Express yourself: Brew gives dance lessons to his students. (JP/A. Kurniawan Ulung)
Brew, who learned to dance at the Victorian College of the Arts Secondary School and the Australian Ballet School in Melbourne, has worked in the UK and internationally for the past 20 years as a dancer, choreographer, director, teacher and speaker.
Today, he is an artistic director of the Oakland-based AXIS Dance Company, the US’ most acclaimed ensemble of performers with and without disabilities.
“40 percent of my students are disabled and 60 percent are not,” he said.
Brew has lived with disability since he was 20.
On Oct. 11, 1997, he and his friends were involved in a car accident in South Africa, which left him paralyzed from the neck down.
“I survived with a spinal injury, but my three friends were killed. We were in the wrong place at the wrong time,” he recalled.
For him, the accident was a nightmare because his career as a professional dancer had just begun to take off. He had signed a contract with the State Theater Ballet Company of South Africa.

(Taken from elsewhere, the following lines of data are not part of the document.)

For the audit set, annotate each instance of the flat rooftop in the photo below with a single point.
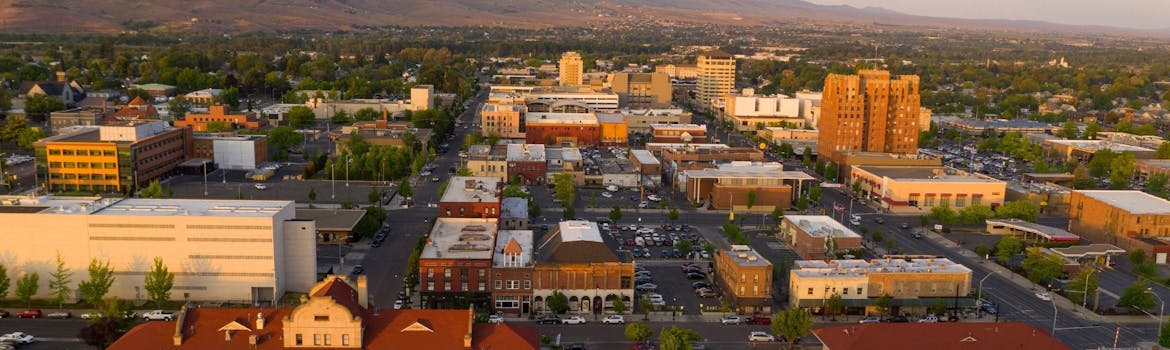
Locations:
(510, 241)
(1093, 145)
(472, 190)
(744, 255)
(821, 226)
(645, 157)
(140, 206)
(561, 118)
(1051, 233)
(924, 175)
(460, 238)
(525, 152)
(858, 268)
(1133, 201)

His doctor told him that he was not expected to continue to dance because his spinal injury was so severe that he would never be able to even walk again.
“I thought it was a lie. I told the doctor, ‘get me back to Australia. I will go through with rehabilitation and physiotherapy. I will recover and be myself again’,” he said.

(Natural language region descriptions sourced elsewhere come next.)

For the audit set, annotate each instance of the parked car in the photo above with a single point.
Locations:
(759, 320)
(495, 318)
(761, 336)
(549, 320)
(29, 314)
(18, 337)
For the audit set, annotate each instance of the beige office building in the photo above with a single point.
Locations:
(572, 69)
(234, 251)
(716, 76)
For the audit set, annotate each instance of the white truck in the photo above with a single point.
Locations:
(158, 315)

After six months of rehabilitation, he managed to move his hands, shoulders and arms again. However, from his chest down he remains paralyzed to this today.

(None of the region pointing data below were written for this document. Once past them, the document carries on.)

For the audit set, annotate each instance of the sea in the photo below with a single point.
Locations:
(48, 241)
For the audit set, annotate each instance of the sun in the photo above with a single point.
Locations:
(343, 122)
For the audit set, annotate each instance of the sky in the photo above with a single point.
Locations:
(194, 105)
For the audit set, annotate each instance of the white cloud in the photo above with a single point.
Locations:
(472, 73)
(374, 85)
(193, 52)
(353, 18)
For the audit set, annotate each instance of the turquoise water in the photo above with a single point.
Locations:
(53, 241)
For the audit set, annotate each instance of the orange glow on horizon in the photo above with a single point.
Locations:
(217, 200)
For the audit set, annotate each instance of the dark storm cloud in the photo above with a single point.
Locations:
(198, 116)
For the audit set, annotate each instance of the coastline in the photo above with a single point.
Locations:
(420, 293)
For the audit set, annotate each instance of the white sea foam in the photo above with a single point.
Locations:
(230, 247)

Marc Brew (JP/A. Kurniawan Ulung)
Believing that he was born to dance, Brew decided to dance again with his wheelchair in 1999, entering a ballet class at Infinity Dance Theater in New York, a dance company founded by Kitty Lunn, a dancer who broke her back after slipping and falling on ice in 1987 but who resumed dancing five years later.
Most of his family members and friends did not support his decision, suggesting he do something else. However, he kept following his heart and he thanks God for having his mother’s blessing.
“My mother always knows that I am very determined and passionate about what I do. She sacrificed her life to come and live with me again to help me find my independence and support me to get back to the world again,” he said.
His mother, a single parent, means the world to Brew.
“She is my number one fan,” he said.
Brew started dancing in the small rural village of Jerilderie in New South Wales when he was 7. Shortly after that, he was bullied by his peers because they thought that dancing was effeminate and because he was the only boy who danced at that time.
“It was hard to be isolated. Unlike other boys, who played sports, I wanted to be more artistic and express myself through my body,” he said. “They beat me up.”
Despite having such a harsh childhood experience, Brew grew up to be a man with a big heart. After the car crash in South Africa, some of his fellow dancers avoided him, but he managed to find true friends who believed in his ability to turn the tables. They helped him get back in the studio to explore what he could choreograph with his wheelchair.
“It was quite experimental at that time,” he said.
During his years of training, he stopped looking at the mirrored walls. He learned to feel the sensation of dancing in a wheelchair rather than imagining himself as a dancer with a perfect body.
“I focus on how it feels from the inside rather than how it looks from the outside,” he said.
Brew said he had met some aspiring Indonesian children with disabilities who wanted to be dancers. He hoped that they would not easily give up on their dream.
“Now, I really enjoy teaching disabled people to show them that they also have possibilities and careers,” he said. “I do break all the boundaries and remove all the barriers.”